長年にわたり全国ニュースで取り上げられてきたリニア中央新幹線の静岡工区問題。
川勝平太前知事が在任していた頃は、水資源への影響やJR東海の姿勢を巡って、連日のように報道が続いていました。
しかし、川勝氏の退任後、リニア問題がどうなったのかは、意外と知られていません。
「結局、工事は進むのか」「水の問題は解決したのか」と疑問に感じている人も多いのではないでしょうか。
こうした中、2026年1月24日、静岡県とJR東海の間で『補償確認書』の締結式が行われました。
この記事では、この締結式をきっかけに、静岡リニア問題が今どういう段階にあるのかを、事実ベースでわかりやすく整理します。
静岡リニア問題はなぜ長年止まっていたのか
リニア中央新幹線の品川―名古屋間のうち、静岡県内の南アルプストンネル工区は、唯一、長期間着工できない状態が続いていました。
最大の理由は、大井川の水資源への影響です。
JR東海は、トンネル工事により上流部の流量が一時的に減少する可能性を認めており、これが中下流域の生活用水に影響を与えるのではないかと、静岡県や流域自治体が懸念してきました。

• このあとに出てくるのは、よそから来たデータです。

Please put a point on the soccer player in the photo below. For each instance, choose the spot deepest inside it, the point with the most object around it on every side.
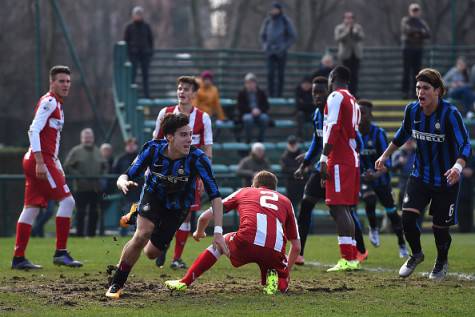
(167, 195)
(44, 175)
(376, 185)
(313, 189)
(339, 164)
(267, 221)
(200, 123)
(443, 148)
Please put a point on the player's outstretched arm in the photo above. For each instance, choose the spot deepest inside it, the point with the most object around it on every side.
(123, 183)
(203, 222)
(218, 239)
(294, 251)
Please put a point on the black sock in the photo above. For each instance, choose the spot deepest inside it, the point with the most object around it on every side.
(442, 242)
(358, 232)
(411, 231)
(121, 274)
(397, 227)
(305, 217)
(371, 211)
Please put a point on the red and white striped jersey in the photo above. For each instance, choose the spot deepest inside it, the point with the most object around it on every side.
(340, 126)
(45, 130)
(266, 217)
(200, 123)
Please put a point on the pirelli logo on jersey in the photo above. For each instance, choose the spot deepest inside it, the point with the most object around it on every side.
(423, 136)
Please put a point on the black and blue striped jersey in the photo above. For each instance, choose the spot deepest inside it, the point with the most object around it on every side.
(173, 181)
(375, 143)
(441, 138)
(317, 141)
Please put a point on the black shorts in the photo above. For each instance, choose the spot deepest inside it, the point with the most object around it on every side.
(313, 187)
(443, 201)
(384, 194)
(166, 221)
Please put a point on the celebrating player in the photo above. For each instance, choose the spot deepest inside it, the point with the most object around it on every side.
(267, 221)
(377, 184)
(44, 175)
(443, 148)
(168, 193)
(339, 164)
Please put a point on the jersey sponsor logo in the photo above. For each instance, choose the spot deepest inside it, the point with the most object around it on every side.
(56, 123)
(423, 136)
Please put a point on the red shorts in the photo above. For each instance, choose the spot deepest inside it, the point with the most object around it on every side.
(243, 252)
(39, 191)
(197, 203)
(342, 185)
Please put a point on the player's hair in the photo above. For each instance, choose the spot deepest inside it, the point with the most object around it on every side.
(265, 179)
(189, 80)
(340, 74)
(365, 103)
(320, 84)
(172, 122)
(58, 69)
(433, 77)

この問題を巡り、県とJR東海の協議は長年平行線をたどっていました。
川勝前知事が強く主張していたポイント
川勝平太前知事は、水資源への影響を強く問題視し、次の点を重視していました。
- 大井川の流量は「全量戻し」が必要
- 影響が出た場合の補償はJR東海が全面的に負うべき
- さらに、地域側が納得できる「誠意ある対応」が必要
この「誠意」という言葉は、実質的には地域振興や見返りを意味していると受け止められていました。
一方、JR東海は水の全量戻しなど技術的対応には応じたものの、地域振興といった要求には応じず、対立が深まっていきました。
川勝知事退任後、事態はどう動いたのか
2024年に川勝前知事が退任し、後任の鈴木康友知事が就任すると、県の姿勢は大きく変わります。
新知事は、リニア問題について
「スピード感を持って解決を図る」
ことを重視しました。
県の専門部会で続けられてきた水資源に関する技術的な議論はすでに整理されており、残る最大の課題は「工事後に影響が出た場合の補償」だけとなっていました。
2026年1月24日に結ばれた「補償確認書」とは
2026年1月24日、静岡県庁で、静岡県とJR東海が**「補償確認書」**を締結しました。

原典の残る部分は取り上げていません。